ROME – Anyone calling the museum inside the Egyptian Academy in Rome to learn about its opening hours will receive the same answer: ‘We are sorry, the Egyptian museum has closed’. Employees also explained that ‘the artifacts have gone back. It was a temporary exhibit’. The museum’s artwork has been packed and taken back to Egypt, though it is still unclear where, in a without any clamour. This means that, for now, 200 original pieces of art mostly coming from the Egyptian museum in Tahrir square in the capital, are gone. They were brought to the Italian capital by ex-culture Minister Farouk Hosni after the renovation of the historic Egyptian cultural institution founded in 1929.

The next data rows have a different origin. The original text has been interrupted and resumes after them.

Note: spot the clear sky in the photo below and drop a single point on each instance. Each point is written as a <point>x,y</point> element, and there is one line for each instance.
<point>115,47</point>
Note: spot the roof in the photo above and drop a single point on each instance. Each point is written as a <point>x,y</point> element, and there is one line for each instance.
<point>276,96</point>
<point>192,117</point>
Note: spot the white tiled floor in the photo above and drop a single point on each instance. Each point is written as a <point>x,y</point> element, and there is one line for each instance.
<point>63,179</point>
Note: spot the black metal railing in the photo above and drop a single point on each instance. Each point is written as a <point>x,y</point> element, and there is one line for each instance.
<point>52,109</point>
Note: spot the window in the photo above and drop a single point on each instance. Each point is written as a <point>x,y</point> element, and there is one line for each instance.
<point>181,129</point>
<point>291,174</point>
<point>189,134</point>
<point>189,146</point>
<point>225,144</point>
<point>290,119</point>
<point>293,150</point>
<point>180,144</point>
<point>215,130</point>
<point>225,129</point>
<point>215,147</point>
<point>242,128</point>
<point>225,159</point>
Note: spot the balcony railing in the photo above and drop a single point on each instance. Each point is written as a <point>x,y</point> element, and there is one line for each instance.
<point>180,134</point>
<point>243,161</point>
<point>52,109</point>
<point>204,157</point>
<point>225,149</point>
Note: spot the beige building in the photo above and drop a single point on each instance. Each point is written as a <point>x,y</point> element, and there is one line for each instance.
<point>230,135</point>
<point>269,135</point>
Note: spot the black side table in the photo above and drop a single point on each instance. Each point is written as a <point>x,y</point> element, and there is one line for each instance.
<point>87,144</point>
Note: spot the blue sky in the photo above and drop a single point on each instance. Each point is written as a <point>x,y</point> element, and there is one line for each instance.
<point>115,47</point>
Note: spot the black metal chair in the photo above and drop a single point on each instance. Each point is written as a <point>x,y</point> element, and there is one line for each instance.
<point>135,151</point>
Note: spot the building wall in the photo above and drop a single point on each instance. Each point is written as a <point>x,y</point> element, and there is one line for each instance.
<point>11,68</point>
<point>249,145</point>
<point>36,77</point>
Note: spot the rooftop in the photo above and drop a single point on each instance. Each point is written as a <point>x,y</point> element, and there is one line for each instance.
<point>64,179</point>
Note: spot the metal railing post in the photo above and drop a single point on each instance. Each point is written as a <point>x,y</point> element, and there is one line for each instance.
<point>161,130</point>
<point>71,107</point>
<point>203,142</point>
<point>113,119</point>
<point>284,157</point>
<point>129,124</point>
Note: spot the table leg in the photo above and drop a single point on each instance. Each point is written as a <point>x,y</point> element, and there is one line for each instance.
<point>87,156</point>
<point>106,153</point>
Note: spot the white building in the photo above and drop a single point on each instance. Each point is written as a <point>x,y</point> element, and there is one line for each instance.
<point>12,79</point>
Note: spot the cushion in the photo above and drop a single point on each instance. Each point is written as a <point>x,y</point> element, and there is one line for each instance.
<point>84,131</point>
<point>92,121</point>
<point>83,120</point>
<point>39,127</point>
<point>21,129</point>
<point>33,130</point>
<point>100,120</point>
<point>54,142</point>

Back in 2010, the first Egyptian Museum in the capital was inaugurated with a lot of publicity by then-premier Silvio Berlusconi and former Egyptian President Hosni Mubarak.
It is difficult to know why the unique art from the Pharaonic, Greek-Roman, Coptic and Islamic eras of which Rome was so proud has been shipped off to Egypt. According to Egyptian media, the decision was taken directly by the culture ministry with the objective of helping save Egypt’s debt-ridden public finances. The new minister Alaa Abdel Aziz, according to the local Mena news agency, ordered the artifacts back in his efforts to raise money. Abdel Aziz was quoted as saying that since its inauguration ‘the ministry has paid for all maintenance costs of the museum without benefiting from ticket sale revenues’. Access to the museum, however, has always been free not only to students and scholars but to all visitors. The Academy’s director, Gihane Zaki, said that ‘the exhibit of findings was temporary. Ever since its inception, the project provided for the art on show in Rome to return to Egypt after three years’.